Akilesh Mungar, Jessica Lafleur, Fadhil Mollabux, Padma Utchanah, Warren Meyapa et Oliver Prefumo ont tous choisi un parti extra-parlementaire pour faire leurs débuts en politique.

Le tout nouveau Linion Moris, composée de quatre partis, et l’alliance formée par le Reform Party et En Avant Moris apportent une nouvelle configuration politique locale. Aujourd’hui, les partis extra-parlementaires séduisent de plus en plus de Mauriciens, surtout les jeunes qui espèrent voir naître une nouvelle île Maurice. Plusieurs d’entre eux ont même choisi de s’y engager… 
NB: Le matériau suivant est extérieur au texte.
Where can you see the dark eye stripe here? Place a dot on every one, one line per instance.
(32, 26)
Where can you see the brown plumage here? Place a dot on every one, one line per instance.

L’échiquier politique est en constante mutation. Après l’alliance entre le Reform Party et En Avant Moris, une autre coalition est récemment apparue dans le paysage politique, redistribuant les cartes et permettant l’émergence d’une nouvelle configuration politique. En effet, quatre partis extra-parlementaires ont décidé d’unir leurs forces au sein de Linion Moris, une plateforme lancée le 2 septembre dernier, qui regroupe Linion Pep Morisien, le Rassemblement Mauricien, le Ralliement Citoyen pour la Patrie et Les Verts Fraternels. Ensemble, ils ambitionnent de «créer un État nouveau et de léguer au pays une nouvelle génération de politiciens». Il y a une semaine, le Reform Party et En Avant Moris réunissaient aussi leurs partisans pour un Youth Forum, une rencontre au cours de laquelle les deux leaders ont pu expliquer davantage leur vision et mettre en exergue les mesures qu’ils préconisent pour la jeunesse mauricienne, une jeunesse qui a soif de changement et qui espère une vie et un pays meilleur sur bien des points.

 

Alors que les partis traditionnels ne cessent de leur faire de l’œil, de nombreux jeunes ont préféré rejoindre les partis extra-parlementaires dont la vision, la philosophie, et le discours ont su faire écho en eux et susciter un vrai intérêt pour un engagement en politique. Parmi eux, Akilesh Mungar du Rassemblement Mauricien, qui, comme de nombreux jeunes, souhaite un nouveau souffle en politique. «Les jeunes n'ont plus confiance dans les partis mainstream, car rien n'a été fait de concret en ce qui concerne notre avenir. Linion Moris est la seule alliance qui a pu rassembler autour d’un programme, des jeunes et des expériences, tout en gardant ses trois chevaux de bataille : l’intégrité, la compétence et la méritocratie. Linion Moris a la détermination politique, la sincérité, l’honnêteté et la capacité de faire prospérer notre pays où il fait bon vivre avec un véritable exemple d’unité dans la diversité.» En tant que jeune et patriote, il ne pouvait pas rester, dit-il, les bras croisés plus longtemps. «Je veux contribuer pour ma patrie et les générations futures. Il est temps que nos jeunes, notre capital humain, s'engagent activement dans le courant du projet de société de Linion Moris pour bâtir Maurice de demain.»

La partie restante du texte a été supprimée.